At the kickoff, each team received a kit of components that they will use to design, build and program their robots over a six-week period. In addition, parents learned about the impact of the program on their children's lives and shared ideas on ways to help raise funds for the teams.
In other news, Plainedge High School's Team 527 won the competition's musical theme contest. The team will receive $1,000, and their song, "Ignition," will be played during this year's matches.
The contest received 17 entries from 12 schools.
Brentwood High School students Kayla Diaz, Jennifer Luna and Ashley Paez took their love of animals to another level by creating a "Lend a Paw" club for fellow animal advocates at their school.
The club is intended to help support local animal shelters and related organizations through volunteer work and fundraising efforts.
The three students are enrolled in the animal science program at Eastern Suffolk BOCES' Eastern Long Island Academy of Applied Technology, which launched in the fall.
"To their surprise, so many of their peers showed up to join and participate that the meeting had to be moved from a classroom to the cafeteria," said ESBOCES animal science teacher Lisa Mongiello.
John F. Kennedy Elementary School students recently raised $1,250 to benefit the EJ Autism Foundation in East Islip by selling more than 100 rubber-band bracelets made using Rainbow Loom, a bracelet-making kit.
The project was initiated by Emily Blair and Joy Petersen, who were joined by four classmates.
"I congratulate all of these students on their exceptional achievement, as it signifies attributes of outstanding character and service," Kennedy Principal Aileen O'Rourke said.
Coast Guard offer
Kurt Caminske, a senior at Sayville High School, is one of 20 students nationwide who was offered an early appointment to the U.S. Coast Guard Academy in New London, Conn., school officials said.
A total of up to 300 students is accepted to the academy each year.
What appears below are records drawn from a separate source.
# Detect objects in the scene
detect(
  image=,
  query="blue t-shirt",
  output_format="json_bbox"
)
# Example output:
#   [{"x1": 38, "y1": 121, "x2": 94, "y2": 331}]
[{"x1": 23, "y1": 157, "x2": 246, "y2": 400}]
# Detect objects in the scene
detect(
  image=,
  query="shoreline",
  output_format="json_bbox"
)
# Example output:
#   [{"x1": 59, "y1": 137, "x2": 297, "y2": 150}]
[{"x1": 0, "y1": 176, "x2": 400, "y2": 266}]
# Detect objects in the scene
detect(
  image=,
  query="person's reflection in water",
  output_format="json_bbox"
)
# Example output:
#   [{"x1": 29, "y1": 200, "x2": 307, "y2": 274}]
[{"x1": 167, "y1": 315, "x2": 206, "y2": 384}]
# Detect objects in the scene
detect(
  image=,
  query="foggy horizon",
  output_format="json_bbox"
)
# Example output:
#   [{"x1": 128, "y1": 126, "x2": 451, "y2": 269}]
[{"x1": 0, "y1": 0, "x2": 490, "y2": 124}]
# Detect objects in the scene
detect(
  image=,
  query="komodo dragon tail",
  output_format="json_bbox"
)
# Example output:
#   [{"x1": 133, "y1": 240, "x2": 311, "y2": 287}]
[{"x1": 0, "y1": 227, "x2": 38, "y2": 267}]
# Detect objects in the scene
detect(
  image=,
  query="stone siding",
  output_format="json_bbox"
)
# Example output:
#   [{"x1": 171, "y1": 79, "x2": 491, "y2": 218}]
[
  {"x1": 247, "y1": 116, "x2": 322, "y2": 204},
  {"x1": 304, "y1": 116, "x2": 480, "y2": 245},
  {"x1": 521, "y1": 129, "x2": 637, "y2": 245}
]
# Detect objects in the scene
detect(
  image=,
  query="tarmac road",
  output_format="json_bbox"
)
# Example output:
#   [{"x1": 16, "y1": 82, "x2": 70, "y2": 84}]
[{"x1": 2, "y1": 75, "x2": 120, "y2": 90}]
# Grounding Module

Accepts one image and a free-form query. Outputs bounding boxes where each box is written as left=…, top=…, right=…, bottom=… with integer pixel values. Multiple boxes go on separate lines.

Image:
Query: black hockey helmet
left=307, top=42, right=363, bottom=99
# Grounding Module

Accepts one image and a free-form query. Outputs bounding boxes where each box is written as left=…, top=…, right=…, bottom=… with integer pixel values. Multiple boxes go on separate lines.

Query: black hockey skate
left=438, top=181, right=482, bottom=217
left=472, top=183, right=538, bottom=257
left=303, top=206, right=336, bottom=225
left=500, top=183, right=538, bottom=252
Tuition is fully funded in exchange for an obligation of five years of active-duty service upon a cadet's graduation.
Caminske will report to the academy on June 30, just two days after his graduation. While at the academy, he will be a member of the Coast Guard Academy Glee Club and the lacrosse team, which next year will make its debut in Division III, school officials said.
'The Polar Express'
Several local schools put a wintry twist on learning last month with lessons and activities pegged to the children's book and animated fantasy film "The Polar Express."
In Seaford and Wantagh elementary schools, kindergartners received mock train tickets stamped by Seaford Principal Debra Emmerich and Wantagh Superintendent Maureen Goldberg, who served as train conductors.
Seaford students watched the film in their pajamas, while Wantagh kids tackled craft projects ranging from making reindeer hats to papier-mâché candy canes -- all symbolic of moments in the book.
In Copiague, Great Neck Road Elementary School third-graders performed a presentation of the book in the style of reader's theater, which required students to read a script adapted from the literature. The children spent two weeks learning their lines and creating scenery for the production.
In Port Jefferson, Edna Louise Spear Elementary School students compared the movie to the book and helped teachers make hot chocolate, which is a celebrated refreshment in the film.